I lost my shoes and bra and was beyond mapquesting
i am so fucked up that i think i'm playing snood in my head.
well..are you winning?
so evidently yelling "gay" everytime your bf tells you how he feels is cause for breakup. news to me
She said, "I don't really go out much, but my husband recently cheated on me" and I don't remember anything after that.
I woke up in bed alone w 2 bite marks on my boob... Salt and pepper shakers In my purse along w a bottle of steak sauce.... The drunkasauraus has struck again
alright. I just need to set some ground rules, no lighting me on fire, and no broken bones. fair?
If the Cards come back I will fly to St Louis and shit in a very public place.
I went home with a guy last night because he showed me some magic tricks and kept shouting "THEY'RE ILLUSIONS MICHAEL!"
Dave called me blind fucking drunk thinking he was going to die from drinking with drake bell(wtf?) saying "it's all that drake motherfucker's fault" and later proceeded to tell me "you are my twitter"

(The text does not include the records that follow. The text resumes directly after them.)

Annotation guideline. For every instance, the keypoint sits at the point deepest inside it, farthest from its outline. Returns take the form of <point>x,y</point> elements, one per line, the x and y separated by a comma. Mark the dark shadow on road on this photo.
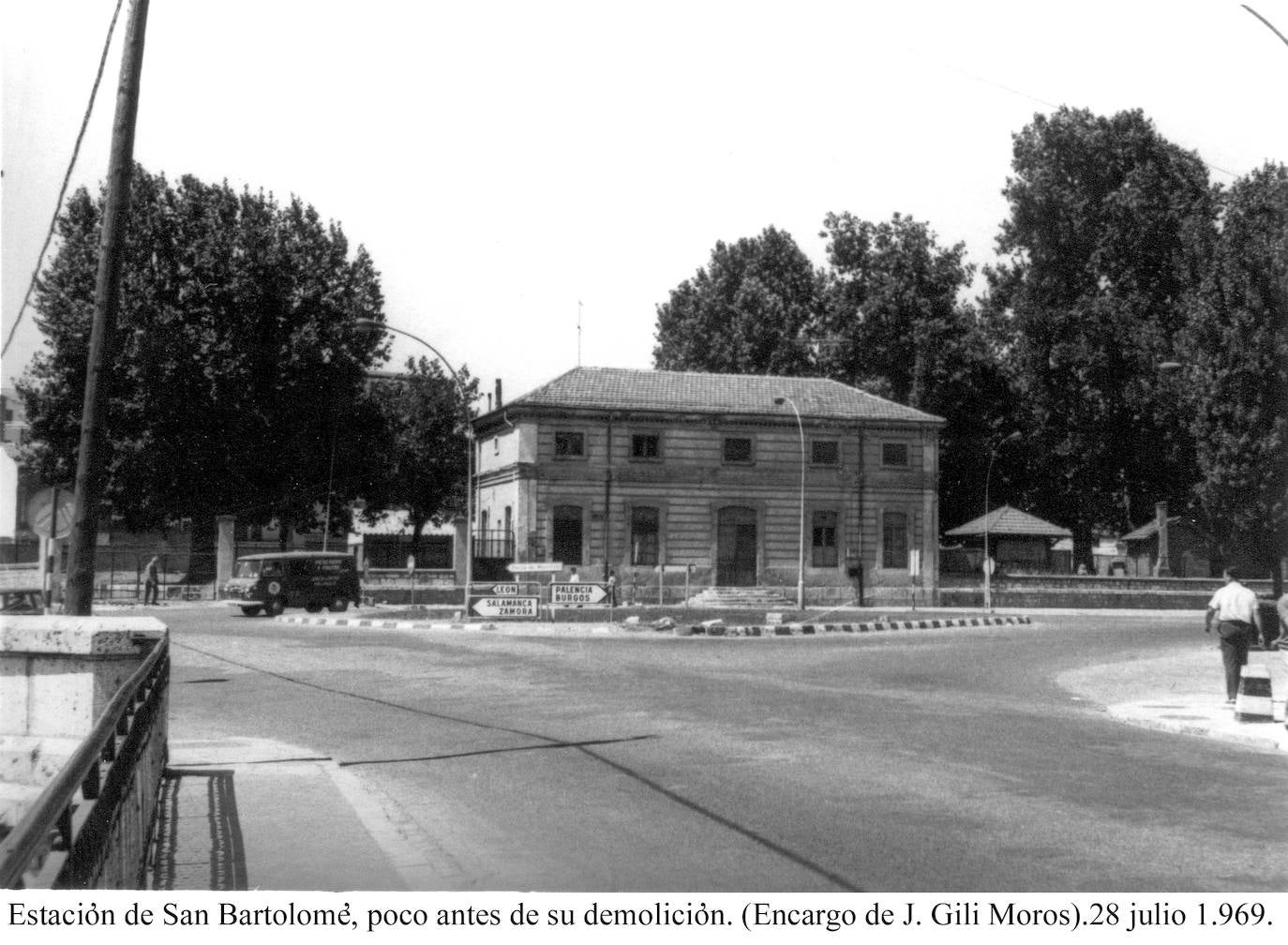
<point>500,751</point>
<point>843,882</point>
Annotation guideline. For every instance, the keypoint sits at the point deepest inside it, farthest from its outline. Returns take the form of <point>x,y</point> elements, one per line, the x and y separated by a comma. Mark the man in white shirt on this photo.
<point>1234,608</point>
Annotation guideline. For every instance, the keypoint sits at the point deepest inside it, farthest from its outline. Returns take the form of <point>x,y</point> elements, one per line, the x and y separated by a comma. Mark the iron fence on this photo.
<point>121,575</point>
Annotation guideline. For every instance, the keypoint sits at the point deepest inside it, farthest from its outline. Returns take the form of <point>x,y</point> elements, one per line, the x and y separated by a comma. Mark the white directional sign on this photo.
<point>40,513</point>
<point>576,592</point>
<point>517,608</point>
<point>533,566</point>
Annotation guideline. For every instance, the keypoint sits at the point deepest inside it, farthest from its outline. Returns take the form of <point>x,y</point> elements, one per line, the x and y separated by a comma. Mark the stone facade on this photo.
<point>701,474</point>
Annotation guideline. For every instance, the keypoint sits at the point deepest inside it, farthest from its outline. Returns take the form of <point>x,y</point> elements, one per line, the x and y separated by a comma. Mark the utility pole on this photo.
<point>116,207</point>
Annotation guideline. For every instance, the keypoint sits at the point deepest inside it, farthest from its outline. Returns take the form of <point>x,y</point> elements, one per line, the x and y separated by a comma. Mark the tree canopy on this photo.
<point>1109,230</point>
<point>236,372</point>
<point>1236,372</point>
<point>750,310</point>
<point>424,465</point>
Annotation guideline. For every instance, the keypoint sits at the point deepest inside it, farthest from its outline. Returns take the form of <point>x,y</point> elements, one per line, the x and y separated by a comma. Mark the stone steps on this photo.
<point>742,597</point>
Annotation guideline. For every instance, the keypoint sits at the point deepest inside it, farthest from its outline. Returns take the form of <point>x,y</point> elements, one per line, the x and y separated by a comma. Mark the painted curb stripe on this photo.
<point>719,631</point>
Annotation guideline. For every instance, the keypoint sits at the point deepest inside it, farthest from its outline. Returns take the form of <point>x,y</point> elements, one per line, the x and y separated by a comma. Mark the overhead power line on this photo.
<point>71,165</point>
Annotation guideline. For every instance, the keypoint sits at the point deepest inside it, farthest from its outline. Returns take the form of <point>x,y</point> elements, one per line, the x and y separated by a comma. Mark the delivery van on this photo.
<point>312,579</point>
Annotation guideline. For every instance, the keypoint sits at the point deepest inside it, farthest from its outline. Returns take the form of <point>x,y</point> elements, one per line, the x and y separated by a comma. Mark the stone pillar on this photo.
<point>1164,564</point>
<point>226,548</point>
<point>458,546</point>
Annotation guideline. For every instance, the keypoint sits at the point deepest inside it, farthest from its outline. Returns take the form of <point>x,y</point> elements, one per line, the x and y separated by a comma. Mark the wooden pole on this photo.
<point>116,207</point>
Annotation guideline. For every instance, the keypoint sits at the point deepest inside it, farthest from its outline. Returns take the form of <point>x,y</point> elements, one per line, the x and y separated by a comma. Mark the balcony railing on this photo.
<point>493,542</point>
<point>92,824</point>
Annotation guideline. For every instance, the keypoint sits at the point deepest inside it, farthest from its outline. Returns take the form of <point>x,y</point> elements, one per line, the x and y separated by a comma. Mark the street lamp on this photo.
<point>988,562</point>
<point>372,326</point>
<point>800,540</point>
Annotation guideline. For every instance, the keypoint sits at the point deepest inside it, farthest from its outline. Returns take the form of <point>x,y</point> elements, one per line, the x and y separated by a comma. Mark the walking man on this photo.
<point>151,582</point>
<point>1238,623</point>
<point>1281,612</point>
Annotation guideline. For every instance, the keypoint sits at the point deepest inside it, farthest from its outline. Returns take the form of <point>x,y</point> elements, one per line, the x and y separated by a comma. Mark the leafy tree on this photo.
<point>1109,230</point>
<point>894,324</point>
<point>1238,352</point>
<point>236,372</point>
<point>424,464</point>
<point>748,312</point>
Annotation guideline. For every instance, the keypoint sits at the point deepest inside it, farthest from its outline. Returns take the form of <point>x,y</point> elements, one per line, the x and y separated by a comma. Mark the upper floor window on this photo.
<point>644,532</point>
<point>894,454</point>
<point>646,445</point>
<point>825,452</point>
<point>569,443</point>
<point>737,449</point>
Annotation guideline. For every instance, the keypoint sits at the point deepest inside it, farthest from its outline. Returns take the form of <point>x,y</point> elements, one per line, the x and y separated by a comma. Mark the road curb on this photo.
<point>764,630</point>
<point>1271,735</point>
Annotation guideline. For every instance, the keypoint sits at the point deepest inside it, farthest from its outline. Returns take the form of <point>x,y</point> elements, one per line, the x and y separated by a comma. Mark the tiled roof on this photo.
<point>691,392</point>
<point>395,521</point>
<point>1008,520</point>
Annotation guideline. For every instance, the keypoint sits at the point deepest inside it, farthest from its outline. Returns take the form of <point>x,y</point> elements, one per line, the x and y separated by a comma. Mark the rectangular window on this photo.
<point>825,452</point>
<point>894,454</point>
<point>567,534</point>
<point>894,540</point>
<point>569,444</point>
<point>825,540</point>
<point>737,449</point>
<point>644,531</point>
<point>646,445</point>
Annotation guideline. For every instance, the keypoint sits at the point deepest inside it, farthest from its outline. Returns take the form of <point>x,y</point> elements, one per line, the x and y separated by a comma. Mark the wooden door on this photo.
<point>736,548</point>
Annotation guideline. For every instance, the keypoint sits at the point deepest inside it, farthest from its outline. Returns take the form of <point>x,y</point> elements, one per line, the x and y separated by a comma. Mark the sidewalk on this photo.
<point>1184,693</point>
<point>261,814</point>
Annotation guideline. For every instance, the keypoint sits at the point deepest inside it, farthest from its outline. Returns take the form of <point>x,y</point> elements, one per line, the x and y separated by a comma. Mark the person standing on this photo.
<point>1234,608</point>
<point>151,582</point>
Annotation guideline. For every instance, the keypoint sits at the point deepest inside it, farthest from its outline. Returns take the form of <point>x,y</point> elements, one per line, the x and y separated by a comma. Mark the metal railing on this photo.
<point>93,823</point>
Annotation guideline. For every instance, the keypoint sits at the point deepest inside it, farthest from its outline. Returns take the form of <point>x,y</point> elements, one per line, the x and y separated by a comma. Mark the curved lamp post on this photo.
<point>371,324</point>
<point>988,569</point>
<point>800,538</point>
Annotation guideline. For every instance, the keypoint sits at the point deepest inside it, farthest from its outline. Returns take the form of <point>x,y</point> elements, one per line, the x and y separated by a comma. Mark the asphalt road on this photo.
<point>913,759</point>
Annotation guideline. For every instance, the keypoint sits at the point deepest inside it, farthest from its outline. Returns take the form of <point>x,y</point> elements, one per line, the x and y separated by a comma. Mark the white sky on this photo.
<point>505,161</point>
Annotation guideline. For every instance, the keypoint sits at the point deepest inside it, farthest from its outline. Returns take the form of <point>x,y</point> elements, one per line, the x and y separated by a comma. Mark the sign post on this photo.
<point>913,575</point>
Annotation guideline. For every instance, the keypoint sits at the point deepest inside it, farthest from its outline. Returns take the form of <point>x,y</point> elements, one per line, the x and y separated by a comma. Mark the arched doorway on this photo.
<point>736,548</point>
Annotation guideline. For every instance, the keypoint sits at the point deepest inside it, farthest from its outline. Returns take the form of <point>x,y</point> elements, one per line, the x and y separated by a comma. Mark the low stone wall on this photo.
<point>57,678</point>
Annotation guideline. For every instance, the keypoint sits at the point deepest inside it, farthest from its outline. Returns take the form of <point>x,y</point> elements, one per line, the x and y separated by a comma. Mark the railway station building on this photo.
<point>720,480</point>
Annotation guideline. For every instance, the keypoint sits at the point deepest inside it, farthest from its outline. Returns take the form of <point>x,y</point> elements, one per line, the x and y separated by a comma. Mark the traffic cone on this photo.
<point>1253,703</point>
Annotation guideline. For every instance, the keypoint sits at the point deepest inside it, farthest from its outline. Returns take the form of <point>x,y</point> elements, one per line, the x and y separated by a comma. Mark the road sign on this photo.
<point>513,608</point>
<point>576,592</point>
<point>40,513</point>
<point>533,566</point>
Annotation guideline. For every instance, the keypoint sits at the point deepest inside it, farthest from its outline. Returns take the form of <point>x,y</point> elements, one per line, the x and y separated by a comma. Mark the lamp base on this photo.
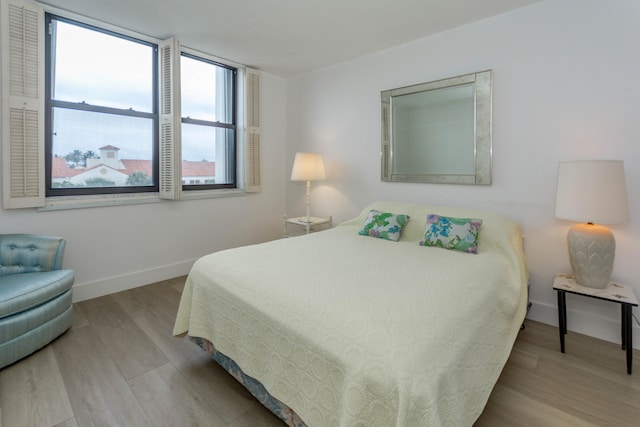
<point>591,252</point>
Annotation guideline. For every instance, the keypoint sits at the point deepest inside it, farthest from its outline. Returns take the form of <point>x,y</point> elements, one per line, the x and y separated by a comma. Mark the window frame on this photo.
<point>233,125</point>
<point>51,104</point>
<point>23,111</point>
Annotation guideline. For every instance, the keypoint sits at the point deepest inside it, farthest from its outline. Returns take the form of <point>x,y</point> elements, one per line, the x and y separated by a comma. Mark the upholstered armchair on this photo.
<point>35,294</point>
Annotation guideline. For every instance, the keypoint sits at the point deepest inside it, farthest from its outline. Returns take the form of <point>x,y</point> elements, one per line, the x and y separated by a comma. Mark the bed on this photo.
<point>338,328</point>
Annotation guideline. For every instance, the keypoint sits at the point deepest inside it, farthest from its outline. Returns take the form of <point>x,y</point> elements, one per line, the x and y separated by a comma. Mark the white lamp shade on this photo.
<point>308,167</point>
<point>592,191</point>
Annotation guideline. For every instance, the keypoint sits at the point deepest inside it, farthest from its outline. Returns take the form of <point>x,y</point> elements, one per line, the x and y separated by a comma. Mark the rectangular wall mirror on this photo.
<point>438,132</point>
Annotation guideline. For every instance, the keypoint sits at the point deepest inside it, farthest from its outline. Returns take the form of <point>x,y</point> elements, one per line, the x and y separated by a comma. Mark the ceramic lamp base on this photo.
<point>591,252</point>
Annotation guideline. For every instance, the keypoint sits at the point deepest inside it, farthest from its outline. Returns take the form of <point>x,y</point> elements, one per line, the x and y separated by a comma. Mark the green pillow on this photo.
<point>458,234</point>
<point>384,225</point>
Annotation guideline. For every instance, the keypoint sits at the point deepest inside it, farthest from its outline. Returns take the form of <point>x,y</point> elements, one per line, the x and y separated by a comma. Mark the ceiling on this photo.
<point>289,37</point>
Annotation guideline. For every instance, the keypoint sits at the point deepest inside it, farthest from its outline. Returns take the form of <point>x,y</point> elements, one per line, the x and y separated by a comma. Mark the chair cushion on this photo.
<point>19,292</point>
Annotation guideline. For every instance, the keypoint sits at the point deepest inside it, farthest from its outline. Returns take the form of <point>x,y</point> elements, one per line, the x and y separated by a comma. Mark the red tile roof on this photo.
<point>60,169</point>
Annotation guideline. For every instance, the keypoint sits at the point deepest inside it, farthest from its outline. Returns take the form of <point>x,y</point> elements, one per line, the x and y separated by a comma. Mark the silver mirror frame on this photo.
<point>482,83</point>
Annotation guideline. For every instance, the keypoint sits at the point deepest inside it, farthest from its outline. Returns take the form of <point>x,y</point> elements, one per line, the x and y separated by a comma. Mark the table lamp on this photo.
<point>592,192</point>
<point>308,167</point>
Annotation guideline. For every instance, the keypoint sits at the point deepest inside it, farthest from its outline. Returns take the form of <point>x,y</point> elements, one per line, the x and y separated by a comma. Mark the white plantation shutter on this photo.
<point>170,120</point>
<point>22,104</point>
<point>252,160</point>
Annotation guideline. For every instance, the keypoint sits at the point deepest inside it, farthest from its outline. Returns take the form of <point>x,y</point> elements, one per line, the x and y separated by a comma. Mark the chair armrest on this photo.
<point>26,253</point>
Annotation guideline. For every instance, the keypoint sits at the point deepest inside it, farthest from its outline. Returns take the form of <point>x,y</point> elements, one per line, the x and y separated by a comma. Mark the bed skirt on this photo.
<point>254,386</point>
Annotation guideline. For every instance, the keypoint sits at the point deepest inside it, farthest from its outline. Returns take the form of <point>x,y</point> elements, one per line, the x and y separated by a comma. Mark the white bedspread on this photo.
<point>351,330</point>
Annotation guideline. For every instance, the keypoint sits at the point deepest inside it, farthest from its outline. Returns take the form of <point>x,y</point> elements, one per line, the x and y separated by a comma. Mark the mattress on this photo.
<point>353,330</point>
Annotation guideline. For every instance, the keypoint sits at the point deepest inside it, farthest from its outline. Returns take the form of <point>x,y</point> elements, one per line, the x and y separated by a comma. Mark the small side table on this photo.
<point>299,225</point>
<point>614,292</point>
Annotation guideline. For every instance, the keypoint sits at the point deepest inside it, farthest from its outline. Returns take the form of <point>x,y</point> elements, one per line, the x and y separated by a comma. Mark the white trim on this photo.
<point>110,285</point>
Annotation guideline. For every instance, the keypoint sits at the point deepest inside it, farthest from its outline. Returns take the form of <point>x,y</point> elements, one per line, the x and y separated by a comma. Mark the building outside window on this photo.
<point>102,115</point>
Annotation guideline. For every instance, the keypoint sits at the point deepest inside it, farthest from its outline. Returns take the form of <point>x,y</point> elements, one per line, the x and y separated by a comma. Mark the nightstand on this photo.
<point>614,292</point>
<point>298,226</point>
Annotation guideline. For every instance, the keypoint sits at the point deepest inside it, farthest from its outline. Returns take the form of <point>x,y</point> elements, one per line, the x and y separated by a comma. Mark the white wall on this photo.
<point>564,88</point>
<point>121,247</point>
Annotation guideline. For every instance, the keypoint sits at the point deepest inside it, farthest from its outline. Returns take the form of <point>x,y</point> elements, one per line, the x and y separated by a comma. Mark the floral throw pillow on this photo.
<point>384,225</point>
<point>458,234</point>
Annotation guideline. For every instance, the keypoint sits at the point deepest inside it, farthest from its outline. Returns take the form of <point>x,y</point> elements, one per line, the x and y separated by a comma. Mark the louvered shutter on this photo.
<point>252,159</point>
<point>170,122</point>
<point>22,104</point>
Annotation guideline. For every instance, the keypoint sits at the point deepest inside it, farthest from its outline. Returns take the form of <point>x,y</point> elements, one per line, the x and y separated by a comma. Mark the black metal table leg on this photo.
<point>562,318</point>
<point>627,330</point>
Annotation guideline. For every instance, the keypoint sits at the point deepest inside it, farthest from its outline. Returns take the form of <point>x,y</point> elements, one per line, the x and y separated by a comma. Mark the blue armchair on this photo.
<point>35,294</point>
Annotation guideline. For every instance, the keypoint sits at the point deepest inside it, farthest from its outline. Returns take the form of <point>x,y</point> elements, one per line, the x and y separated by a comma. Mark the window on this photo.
<point>208,111</point>
<point>101,111</point>
<point>94,111</point>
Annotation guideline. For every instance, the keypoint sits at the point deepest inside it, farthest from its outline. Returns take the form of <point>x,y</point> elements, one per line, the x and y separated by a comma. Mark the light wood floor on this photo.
<point>119,366</point>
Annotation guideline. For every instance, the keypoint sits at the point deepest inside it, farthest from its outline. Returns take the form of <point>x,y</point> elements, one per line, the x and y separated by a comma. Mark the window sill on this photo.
<point>84,202</point>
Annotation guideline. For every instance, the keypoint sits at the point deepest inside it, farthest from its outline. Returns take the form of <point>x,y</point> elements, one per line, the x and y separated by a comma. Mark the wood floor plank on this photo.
<point>130,347</point>
<point>170,401</point>
<point>119,365</point>
<point>508,407</point>
<point>33,392</point>
<point>99,394</point>
<point>156,318</point>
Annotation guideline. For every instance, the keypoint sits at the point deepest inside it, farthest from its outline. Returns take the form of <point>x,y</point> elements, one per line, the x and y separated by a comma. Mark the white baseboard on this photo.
<point>110,285</point>
<point>607,329</point>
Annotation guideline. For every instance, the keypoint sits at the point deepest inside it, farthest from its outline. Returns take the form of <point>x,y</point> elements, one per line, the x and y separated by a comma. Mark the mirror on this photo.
<point>438,132</point>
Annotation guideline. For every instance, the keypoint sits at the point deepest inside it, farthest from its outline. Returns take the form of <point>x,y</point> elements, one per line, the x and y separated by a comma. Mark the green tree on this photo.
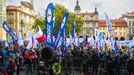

We just don't discuss our relationships. It's pretty much like we're single no matter what to each other. And I'm okay with that. ¯\\(ツ)/¯
This is the third time this year I've whored myself for a Netflix login. If this guy changes his password, I'm gonna fucking give up.
Or maybe pay for Netflix?
I'm not that desperate yet.
my extended weekend of being as irresponsible as possible started with blowing the bartender in the bar bathroom. off to a good start.
Completely unrelated and mildly related, a guy I hooked up with last year in a threeway died, his obit photo was his Grindr photo
im mourning your vaginas lack of frictional upkeep
I Never thought my late 30s would end up with me getting eaten out on a desk in the managers office of a lululemon, but I guess being a franchise owner has its perks!